Uncle Robert Disney's Home, 4406 Kingswell Ave
Walt first came to Los Angeles, not with the idea of creating another cartoon business, but with ambitions of becoming a director at one of the major studios. Walt even had business cards created that said he was a Kansas City representitive for Universal and Selznick newsreels so he could hand them out to people at the studios. On one occaision Walt handed a secretary at Universal one of his cards and requested a pass to the studio - which he was granted.
After trying to get a job as a director with no success, Walt was ready to settle for any job at one of the studios, but was told there were no openings. Finally, Walt figured if he was going to get into the entertainment business he would have to go back to cartoons.
Walt set up shop in uncle Robert's garage and started by making cartoon joke reels for movie theatre chains. He would eventually start making what would become the Alice Comedies, cartoons that featured a live girl in a cartoon world.
Around this time Walt moved out of Uncle Robert's house and into the Olive Hill Apartments where he stayed for about a month, and then moved to a cheaper place at 4409 Kingswell Avenue that he shared with his brother Roy. The apartment is almost directly across the street from Robert's home.

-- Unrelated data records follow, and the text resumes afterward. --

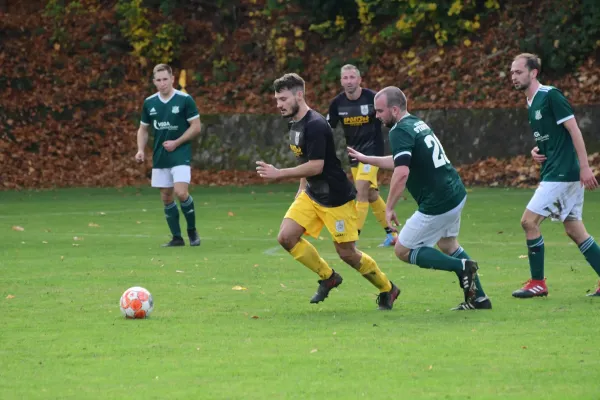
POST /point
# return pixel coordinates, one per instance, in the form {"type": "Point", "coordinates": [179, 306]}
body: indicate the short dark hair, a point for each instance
{"type": "Point", "coordinates": [291, 82]}
{"type": "Point", "coordinates": [395, 97]}
{"type": "Point", "coordinates": [532, 61]}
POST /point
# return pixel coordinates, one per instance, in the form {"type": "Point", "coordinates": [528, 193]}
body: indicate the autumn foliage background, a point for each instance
{"type": "Point", "coordinates": [74, 76]}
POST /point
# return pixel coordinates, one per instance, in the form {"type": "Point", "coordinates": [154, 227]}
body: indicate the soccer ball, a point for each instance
{"type": "Point", "coordinates": [136, 303]}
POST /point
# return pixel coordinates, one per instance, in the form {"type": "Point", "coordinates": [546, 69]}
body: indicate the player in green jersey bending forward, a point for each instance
{"type": "Point", "coordinates": [565, 173]}
{"type": "Point", "coordinates": [421, 166]}
{"type": "Point", "coordinates": [175, 119]}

Walt and Roy then rented a room in an office building on Kingswell Avenue, just a couple blocks from their apartment, to create their cartoons. The men called their business the Disney Bros. Studio.
Walt & Roy Disney's Apartment, 4409 Kingswell Ave
Disney Bros. Studio
Disney Bros. Studio Kingswell Ave
Disney's Alice Comedies would become a hit and Walt would need to hire other artists to help create his cartoons. One of Walt's early employees, an ink-and-paint girl named Lillian, would later become his wife. In 1925, after little more than a year of courtship, Walt and Lillian married.
Roy had married his sweetheart about a year earlier and had moved out of the apartment he shared with Walt. When Walt and Lillian married they moved into a small apartment located on Melbourne Avenue, close to the studio on Kingswell, and then later to a larger apartment on Commonwealth Avenue.
With the success of the Alice Comedies, Walt and Roy put a deposit down for land and an office building on Hyperion Avenue, in the Silver Lake neighborhood. The Disney's planned to grow their business here, and they would, but it would not be easy.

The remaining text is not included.